Whats the difference between a regular array and an array from StaticArrays

The type of a regular Julia Array only includes the number of dimensions, not the size:

julia> typeof(Array{Int64}(3))
Array{Int64,1}

julia> typeof(Array{Int64}(10))
Array{Int64,1}

julia> typeof(Array{Int64}(1000000))
Array{Int64,1}

so the difference between a StaticArray and an Array is exactly what the docs here say: https://github.com/JuliaArrays/StaticArrays.jl , namely that the size of a StaticArray is actually part of the type:

julia> typeof(SVector(0, 0))
StaticArrays.SArray{Tuple{2},Int64,1,2}

julia> typeof(SVector(0, 0, 0))
StaticArrays.SArray{Tuple{3},Int64,1,3}

julia> typeof(SVector(0, 0, 0, 0))
StaticArrays.SArray{Tuple{4},Int64,1,4}

You would use StaticArrays when your program handles lots of small arrays (typically less than 100 elements) whose sizes are fixed or at least inferrable by the compiler. For example, if you’re storing points in 3D space, it will be much more efficient to use an SVector{3, Float64} than a regular Array{Float64} with 3 elements.

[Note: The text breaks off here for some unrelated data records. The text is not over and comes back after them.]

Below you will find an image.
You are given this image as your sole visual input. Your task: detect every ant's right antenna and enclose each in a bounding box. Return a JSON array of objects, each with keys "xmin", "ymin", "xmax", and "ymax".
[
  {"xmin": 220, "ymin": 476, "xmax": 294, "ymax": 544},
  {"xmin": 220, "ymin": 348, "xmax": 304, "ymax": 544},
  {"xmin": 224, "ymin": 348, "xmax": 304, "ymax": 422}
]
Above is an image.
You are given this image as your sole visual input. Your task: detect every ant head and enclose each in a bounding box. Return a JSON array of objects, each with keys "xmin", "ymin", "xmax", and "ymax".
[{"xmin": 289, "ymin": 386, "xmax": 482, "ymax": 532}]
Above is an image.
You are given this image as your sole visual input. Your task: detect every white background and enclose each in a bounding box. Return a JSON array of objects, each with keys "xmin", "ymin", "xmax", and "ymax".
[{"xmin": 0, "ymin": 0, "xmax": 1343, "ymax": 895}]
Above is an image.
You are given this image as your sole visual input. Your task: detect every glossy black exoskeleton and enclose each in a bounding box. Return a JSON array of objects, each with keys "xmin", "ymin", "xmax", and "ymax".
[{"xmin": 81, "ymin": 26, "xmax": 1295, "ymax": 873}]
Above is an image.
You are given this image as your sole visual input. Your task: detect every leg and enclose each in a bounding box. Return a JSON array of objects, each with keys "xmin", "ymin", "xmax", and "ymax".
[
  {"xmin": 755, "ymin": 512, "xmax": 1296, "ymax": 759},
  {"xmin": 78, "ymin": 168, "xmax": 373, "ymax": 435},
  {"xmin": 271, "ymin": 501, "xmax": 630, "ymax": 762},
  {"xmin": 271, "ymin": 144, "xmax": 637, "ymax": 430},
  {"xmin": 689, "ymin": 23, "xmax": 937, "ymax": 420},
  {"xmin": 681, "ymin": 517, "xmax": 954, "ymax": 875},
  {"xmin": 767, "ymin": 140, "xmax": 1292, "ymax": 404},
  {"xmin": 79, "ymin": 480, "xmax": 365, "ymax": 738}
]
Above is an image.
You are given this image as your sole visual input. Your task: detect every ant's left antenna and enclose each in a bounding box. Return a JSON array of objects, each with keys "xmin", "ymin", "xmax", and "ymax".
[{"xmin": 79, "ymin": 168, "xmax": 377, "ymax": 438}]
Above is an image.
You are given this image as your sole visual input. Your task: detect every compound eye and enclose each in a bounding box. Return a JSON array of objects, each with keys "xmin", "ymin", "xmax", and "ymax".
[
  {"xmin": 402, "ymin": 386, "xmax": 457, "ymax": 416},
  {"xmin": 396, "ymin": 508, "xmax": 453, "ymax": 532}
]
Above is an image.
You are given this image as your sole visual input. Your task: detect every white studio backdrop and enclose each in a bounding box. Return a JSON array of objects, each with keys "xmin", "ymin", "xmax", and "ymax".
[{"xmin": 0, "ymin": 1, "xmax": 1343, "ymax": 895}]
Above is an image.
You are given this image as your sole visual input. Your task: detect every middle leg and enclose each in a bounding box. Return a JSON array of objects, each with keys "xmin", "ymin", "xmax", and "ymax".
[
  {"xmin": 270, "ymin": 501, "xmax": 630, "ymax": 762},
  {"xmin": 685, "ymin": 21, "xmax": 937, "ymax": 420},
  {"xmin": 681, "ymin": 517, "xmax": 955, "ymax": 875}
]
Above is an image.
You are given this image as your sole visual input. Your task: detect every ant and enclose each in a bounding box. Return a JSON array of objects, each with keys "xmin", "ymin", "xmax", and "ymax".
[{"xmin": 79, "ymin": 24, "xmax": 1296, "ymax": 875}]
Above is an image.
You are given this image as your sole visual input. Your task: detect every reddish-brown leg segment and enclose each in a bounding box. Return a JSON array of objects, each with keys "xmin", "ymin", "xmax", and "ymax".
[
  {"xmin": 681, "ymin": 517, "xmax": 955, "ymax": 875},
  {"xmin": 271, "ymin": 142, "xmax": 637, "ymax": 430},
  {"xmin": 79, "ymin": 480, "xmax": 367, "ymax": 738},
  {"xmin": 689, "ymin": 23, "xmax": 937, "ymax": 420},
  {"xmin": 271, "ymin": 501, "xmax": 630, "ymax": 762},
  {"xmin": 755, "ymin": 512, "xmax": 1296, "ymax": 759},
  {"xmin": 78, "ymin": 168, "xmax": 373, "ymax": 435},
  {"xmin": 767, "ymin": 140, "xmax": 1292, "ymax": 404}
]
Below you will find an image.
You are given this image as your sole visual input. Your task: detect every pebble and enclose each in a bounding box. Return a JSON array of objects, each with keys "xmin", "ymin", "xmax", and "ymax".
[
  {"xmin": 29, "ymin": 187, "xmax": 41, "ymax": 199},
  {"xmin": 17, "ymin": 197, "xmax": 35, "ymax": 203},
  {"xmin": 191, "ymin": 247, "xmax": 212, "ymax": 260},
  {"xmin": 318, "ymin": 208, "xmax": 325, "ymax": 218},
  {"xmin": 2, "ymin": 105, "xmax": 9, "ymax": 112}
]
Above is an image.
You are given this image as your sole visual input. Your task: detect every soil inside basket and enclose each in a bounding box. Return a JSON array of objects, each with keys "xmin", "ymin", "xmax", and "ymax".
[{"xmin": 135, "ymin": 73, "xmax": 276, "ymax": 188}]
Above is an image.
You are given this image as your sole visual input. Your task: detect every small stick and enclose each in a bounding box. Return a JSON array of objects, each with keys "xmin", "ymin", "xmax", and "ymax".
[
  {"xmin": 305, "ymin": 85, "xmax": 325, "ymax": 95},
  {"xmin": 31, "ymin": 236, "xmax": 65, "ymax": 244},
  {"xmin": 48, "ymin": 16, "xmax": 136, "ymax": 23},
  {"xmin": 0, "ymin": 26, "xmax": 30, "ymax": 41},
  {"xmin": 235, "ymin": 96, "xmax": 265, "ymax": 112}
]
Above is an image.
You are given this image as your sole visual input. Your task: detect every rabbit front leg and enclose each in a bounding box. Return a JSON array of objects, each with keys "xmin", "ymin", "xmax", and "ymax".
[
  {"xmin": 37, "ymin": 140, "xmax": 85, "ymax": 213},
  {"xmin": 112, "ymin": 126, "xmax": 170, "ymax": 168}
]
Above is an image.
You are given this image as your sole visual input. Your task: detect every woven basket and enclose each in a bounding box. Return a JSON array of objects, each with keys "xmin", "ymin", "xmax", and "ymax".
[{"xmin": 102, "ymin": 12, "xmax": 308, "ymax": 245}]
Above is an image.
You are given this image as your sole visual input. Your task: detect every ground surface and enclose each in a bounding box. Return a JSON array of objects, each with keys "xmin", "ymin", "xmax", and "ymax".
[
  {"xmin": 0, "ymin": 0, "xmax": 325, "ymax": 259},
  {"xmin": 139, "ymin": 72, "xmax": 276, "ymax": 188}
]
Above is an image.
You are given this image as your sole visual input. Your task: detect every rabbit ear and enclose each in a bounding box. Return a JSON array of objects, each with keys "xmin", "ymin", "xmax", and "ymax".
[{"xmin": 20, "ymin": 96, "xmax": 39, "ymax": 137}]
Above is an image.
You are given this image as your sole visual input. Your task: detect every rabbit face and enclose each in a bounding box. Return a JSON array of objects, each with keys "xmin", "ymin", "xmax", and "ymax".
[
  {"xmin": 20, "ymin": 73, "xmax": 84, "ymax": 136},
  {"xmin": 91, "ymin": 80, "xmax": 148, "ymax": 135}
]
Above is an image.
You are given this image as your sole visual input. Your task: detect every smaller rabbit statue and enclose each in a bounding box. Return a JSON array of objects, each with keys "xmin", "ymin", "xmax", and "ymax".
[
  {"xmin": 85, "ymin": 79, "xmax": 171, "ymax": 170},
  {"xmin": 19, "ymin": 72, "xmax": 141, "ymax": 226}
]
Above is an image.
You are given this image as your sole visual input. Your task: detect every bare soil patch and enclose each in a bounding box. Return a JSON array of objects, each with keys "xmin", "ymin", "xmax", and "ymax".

StaticArrays.jl also implements some optimized unrolled algorithms for small vectors and matrices. For example, StaticArrays.jl knows the closed-form of the matrix inverse for a 2x2 matrix:

julia> @btime inv($(rand(2, 2)))
  892.575 ns (10 allocations: 1.73 KiB)

julia> @btime inv($(rand(SMatrix{2, 2, Float64})))
  3.155 ns (0 allocations: 0 bytes)

but these optimizations are only really helpful for very small matrices. So a 2x2 or 3x3 or even 10x10 StaticArrays.SMatrix might make sense, but a 100x100 matrix is better left as a regular Julia Array.